If you’re using the jQuery API(which other libraries and frameworks also support), you can remove the event listener function before deprecating the node. JQuery also ensures that even in older browsers, there are no memory leaks.
closure
Closures are an important feature of JavaScript: nested functions can access variables of external (closed) functions. This is also where memory leaks are common:
var theThing = null var replaceThing = function () { var originalThing = theThing; Var unused = function () {if (originalThing) // reference originalThing console.log("hi"); }; theThing = { longStr: new Array(1000000).join('*'), someMethod: function () { console.log("message"); }}; }; setInterval(replaceThing, 1000);Copy the code
When replaceThing is called, the theThing object consists of a large array and the new closure (someMethod). OriginalThing is referenced by the closure created by unused (that is, by referring to theThing before replaceThing). Keep in mind that once a closure scope is created for a closure in the same parent scope, the closure scope is shared.
In such a case, closures someMethod and unused share the same scope. Unused cites origintalThing. The someMethod function can be used outside the replaceThing domain even if unused is never used. Since someMethod and unused share the same closure scope, the unused variable referencing originalThing forces unused to remain active (both closures share scope). This prevents garbage collection.
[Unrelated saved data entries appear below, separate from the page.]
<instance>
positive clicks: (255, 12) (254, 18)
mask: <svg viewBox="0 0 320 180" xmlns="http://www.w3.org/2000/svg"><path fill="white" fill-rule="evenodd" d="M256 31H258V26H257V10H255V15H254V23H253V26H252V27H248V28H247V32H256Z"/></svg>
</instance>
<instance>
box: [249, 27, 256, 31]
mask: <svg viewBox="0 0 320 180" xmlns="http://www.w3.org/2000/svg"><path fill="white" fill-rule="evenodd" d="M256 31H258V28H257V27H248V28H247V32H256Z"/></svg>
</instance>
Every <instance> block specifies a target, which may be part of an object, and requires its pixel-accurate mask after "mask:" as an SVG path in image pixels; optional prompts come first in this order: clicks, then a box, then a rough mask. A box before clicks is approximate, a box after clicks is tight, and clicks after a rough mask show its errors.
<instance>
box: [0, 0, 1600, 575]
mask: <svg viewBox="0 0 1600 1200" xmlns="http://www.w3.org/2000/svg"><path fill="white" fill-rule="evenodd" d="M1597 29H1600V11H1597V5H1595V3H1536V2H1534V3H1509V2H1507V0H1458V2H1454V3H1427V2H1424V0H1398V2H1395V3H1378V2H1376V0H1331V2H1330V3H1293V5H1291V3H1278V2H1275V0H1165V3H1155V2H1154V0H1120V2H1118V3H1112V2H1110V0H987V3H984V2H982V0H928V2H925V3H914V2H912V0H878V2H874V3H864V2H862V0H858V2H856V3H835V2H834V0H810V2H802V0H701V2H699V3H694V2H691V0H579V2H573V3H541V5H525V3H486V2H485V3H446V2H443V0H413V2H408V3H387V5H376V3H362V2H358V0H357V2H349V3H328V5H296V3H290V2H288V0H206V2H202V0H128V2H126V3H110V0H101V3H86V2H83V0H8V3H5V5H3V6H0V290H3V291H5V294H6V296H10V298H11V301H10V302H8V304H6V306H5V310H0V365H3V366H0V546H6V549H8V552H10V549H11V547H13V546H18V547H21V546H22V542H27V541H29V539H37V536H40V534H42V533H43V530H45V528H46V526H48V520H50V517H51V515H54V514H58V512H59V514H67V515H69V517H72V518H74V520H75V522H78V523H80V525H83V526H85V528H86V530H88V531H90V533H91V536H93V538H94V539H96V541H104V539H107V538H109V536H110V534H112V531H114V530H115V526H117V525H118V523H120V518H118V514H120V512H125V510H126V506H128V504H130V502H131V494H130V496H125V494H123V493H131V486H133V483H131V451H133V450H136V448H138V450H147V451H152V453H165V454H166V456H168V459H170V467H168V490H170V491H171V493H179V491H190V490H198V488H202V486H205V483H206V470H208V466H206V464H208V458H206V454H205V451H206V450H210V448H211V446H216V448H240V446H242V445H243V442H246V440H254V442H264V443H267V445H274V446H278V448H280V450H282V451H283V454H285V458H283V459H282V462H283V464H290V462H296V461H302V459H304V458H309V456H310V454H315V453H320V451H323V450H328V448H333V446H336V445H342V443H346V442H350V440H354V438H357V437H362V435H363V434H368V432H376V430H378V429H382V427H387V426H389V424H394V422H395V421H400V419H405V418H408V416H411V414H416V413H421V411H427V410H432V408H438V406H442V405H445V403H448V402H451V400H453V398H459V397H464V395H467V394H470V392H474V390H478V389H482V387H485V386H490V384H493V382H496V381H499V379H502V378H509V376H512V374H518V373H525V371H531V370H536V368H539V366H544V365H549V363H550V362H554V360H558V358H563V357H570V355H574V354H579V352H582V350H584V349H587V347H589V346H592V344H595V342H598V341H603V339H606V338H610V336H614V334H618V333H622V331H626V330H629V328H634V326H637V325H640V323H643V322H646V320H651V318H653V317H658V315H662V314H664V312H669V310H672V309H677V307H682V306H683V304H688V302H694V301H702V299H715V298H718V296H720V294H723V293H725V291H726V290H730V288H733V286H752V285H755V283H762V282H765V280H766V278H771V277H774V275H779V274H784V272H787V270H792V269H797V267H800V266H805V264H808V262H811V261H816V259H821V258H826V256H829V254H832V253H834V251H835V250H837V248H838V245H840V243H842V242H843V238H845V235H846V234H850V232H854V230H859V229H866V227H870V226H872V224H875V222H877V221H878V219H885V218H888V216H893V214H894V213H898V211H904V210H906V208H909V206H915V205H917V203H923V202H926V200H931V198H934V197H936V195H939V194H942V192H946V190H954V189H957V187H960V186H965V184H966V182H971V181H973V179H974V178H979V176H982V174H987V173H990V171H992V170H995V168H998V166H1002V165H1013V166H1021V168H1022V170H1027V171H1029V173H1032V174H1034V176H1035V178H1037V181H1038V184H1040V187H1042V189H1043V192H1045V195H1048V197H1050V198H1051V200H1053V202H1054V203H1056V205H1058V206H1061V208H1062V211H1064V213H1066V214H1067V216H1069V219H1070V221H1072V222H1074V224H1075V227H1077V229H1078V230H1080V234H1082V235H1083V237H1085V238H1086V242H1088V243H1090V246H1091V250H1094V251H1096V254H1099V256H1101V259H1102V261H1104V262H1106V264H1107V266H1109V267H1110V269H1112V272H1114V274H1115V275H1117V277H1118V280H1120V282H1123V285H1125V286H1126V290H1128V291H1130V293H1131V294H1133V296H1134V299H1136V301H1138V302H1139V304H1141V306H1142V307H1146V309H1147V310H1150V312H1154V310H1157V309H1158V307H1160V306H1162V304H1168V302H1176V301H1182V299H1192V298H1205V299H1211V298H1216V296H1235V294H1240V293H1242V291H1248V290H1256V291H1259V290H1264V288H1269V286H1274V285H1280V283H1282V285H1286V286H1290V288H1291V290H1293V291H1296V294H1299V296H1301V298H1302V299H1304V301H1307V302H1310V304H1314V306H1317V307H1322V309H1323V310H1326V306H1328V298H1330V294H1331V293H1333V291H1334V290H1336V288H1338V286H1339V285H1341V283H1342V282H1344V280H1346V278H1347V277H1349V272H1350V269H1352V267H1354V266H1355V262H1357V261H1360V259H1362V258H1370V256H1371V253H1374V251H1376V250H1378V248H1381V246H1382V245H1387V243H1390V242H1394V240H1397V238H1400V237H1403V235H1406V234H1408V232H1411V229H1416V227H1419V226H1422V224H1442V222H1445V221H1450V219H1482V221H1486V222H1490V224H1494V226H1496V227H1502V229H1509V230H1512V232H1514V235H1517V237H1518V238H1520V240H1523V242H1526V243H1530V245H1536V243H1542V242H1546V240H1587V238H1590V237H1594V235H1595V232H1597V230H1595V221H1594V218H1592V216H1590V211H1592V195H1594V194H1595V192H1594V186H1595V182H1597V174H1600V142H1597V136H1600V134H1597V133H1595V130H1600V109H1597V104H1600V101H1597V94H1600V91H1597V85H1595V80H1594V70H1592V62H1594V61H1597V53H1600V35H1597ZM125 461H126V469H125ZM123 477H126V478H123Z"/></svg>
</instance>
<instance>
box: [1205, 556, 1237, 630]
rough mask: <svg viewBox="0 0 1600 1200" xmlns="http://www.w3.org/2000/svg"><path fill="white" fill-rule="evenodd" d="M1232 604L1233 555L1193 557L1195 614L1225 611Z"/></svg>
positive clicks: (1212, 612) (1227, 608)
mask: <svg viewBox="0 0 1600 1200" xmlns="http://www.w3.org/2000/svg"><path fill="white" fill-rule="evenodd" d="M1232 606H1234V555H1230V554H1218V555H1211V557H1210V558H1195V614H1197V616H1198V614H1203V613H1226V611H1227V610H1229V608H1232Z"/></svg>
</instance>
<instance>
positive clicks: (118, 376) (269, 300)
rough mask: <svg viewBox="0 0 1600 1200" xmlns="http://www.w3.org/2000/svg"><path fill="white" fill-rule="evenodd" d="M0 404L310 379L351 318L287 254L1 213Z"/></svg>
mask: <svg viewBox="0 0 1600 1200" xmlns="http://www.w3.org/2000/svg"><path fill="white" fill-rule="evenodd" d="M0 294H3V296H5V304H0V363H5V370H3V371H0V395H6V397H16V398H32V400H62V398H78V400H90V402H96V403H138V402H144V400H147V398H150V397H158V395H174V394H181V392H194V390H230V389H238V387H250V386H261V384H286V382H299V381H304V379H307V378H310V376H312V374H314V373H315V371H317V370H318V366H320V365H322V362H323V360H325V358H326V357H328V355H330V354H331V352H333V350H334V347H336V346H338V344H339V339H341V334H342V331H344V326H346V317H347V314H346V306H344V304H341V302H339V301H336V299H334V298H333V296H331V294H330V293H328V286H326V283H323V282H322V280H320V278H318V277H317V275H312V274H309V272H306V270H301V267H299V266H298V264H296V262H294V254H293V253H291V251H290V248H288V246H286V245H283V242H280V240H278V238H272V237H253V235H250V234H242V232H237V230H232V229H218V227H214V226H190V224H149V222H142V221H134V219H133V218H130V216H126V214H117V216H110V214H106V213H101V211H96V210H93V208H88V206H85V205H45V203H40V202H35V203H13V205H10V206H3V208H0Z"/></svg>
In the example above, the closures someMethod and unused share scope, while unused refers to origintalThing. SomeMethod can be used with theThing outside the replaceThing scope, even if unused has never been used. In fact, since someMethod and unused share the closure scope, unused references to origintalThing require unused to remain active.
All of this behavior can lead to memory leaks. As you run the above code snippet over and over again, you will notice a surge in memory usage. These memory usages do not decrease when the memory garbage collector is running. A list of closures is created (in this case, the root variable is theThing), with each closure scope indirectly referring to a large array.
The problem was discovered by the Metor team and they wrote a very good paper detailing the problem.
4: From DOM references
Sometimes, developers store DOM nodes in data structures.
Suppose you want to quickly update a few rows of table content. If you store references to each table row in a dictionary or array, this will result in repeated references to the same DOM element: one in the DOM tree and one in the dictionary. If you want to release references to these table rows, you need to remember to make the references unavailable.
var elements = { button: document.getElementById('button'), image: document.getElementById('image') }; function doStuff() { elements.image.src = 'http://example.com/image_name.png'; } function removeImage () {/ / image element is a direct descendant of body element element to the document. The body. The removeChild (document. GetElementById (" image ")); In other words, the button element is still in memory and cannot be collected by the garbage collector}Copy the code
Additional consideration needs to be given to referencing inner or leaf nodes in the DOM tree. If you keep a reference to a cell in your code, then even if you remove the table from the DOM, the reference to that cell remains, which can cause a lot of memory leaks. Since a cell is a descendant of the table and a descendant holds a reference to its parent, a reference to a single cell prevents the entire table from being freed, although the memory garbage collector will free all memory other than that cell.